“Death” is a socially constructed idea. The fears and attitudes people have towards it are not instinctive, but rather learned from educational and cultural vehicles such as the languages, arts, and religion. Every culture has its own coherent explanation of death which is believed to be right by its members. From such consideration, the life and Society are built according to such archetypes as death. What lessons can we learn from the examination of death as a social and cultural fact.
Among the cultural indicators to be considered are:
- nature of the beliefs toward the meaning of life, death and the hereafter;
- funerary rituals and strategies for body disposal;
- the physical and symbolic boundaries between the worlds of the living and the dead;
- the perceived role of the dead on the affairs of the living;
- the degree of social stigma attached to those dying, dead, or bereaved;
- orientations toward and rates of suicide, murder and abortion;
- death prevention and avoidance as a social goal
- the death socialization of children (including death themes in children’s stories and games) and their involvement in funerary ritual;
- the taboo status of the topic of dying and death in everyday discourse;
- the language used regarding death
- the nature and conceptions of death in the arts.
In considering cross-culturally the many facets of death, Arnold Toynbee (“Various Ways in Which Human Beings Have Sought to Reconcile Themselves to the Fact of Death,” 1980) and others have developed typologies of orientations toward life and death:
Cultures can be death-accepting, death-denying or even death- defying. In the death-defying West, the strategies for salvation have historically included activism and asceticism. In the East, the strategies have often been more contemplative and mystical.
Death may be considered either as the end of existence or as a transition to another state of being or consciousness. For Buddhists and Hindus, the arch-ordeal envisioned is not death but rather the pain of having to undergo another rebirth. It is the end of rebirths that is their goal, not the end of death, which is the goal of Christianity.
Considering the two previous dimensions, it should be evident that death can be viewed as either sacred or profane, a state or process perceived either to be sacrosanct or polluting for the living.
Where there is some immortality conception, it can either be personal or collective. In the West, post-death conceptions typically involve the integrity and continuity of one’s personal self. In the East, the ultimate goal is often an undifferentiated and impersonal oneness with the universe.
Cultures have taken hedonistic and pessimistic orientations toward life in facing the inevitability of death, such as taking an “eat, drink, and be merry for tomorrow we may die” approach to life.
Women are traditionally more involved in ritual and the emotional aspects of social life than are men. Whether by nature, socialization, exposure, or through some combination thereof, this implies that women are more likely than men to consider the existential issues of death and personal relationships. Over the last 50 years, their role in funerals has been virtually eliminated by the professionalization of the funeral industry. No longer needed, as their mothers and grandmothers might have been, to care for the dying at home, to wash and dress the body, to maintain mourning rituals, or tend graves, they must rethink the significance of death and their relationship to it.
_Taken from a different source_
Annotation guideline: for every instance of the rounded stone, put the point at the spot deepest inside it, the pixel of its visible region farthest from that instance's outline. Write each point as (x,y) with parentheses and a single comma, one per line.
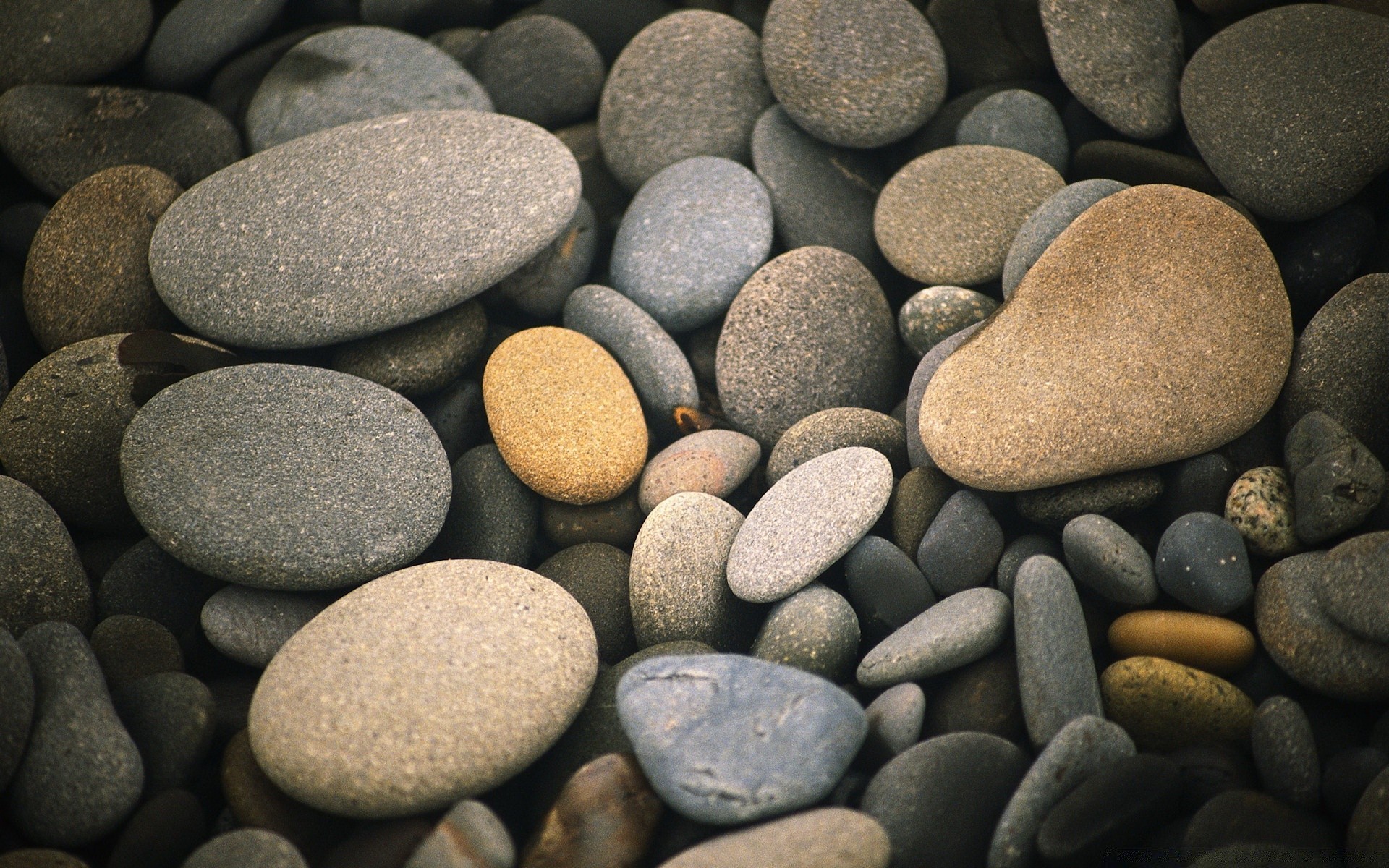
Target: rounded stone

The American notion of life being what’s objective and concrete while the hereafter has an illusory quality is far from being universal. The Hindus, for example, handle the problem of death by viewing life as the illusion and the realm between reincarnations as that which is objective. Hence, for many in Eastern cultures the primary concern is to avoid rebirth by extinguishing one’s self-centeredness, while in much of the West, this concern is to obtain as high a quality of personal existence as is possible in the here-and-now.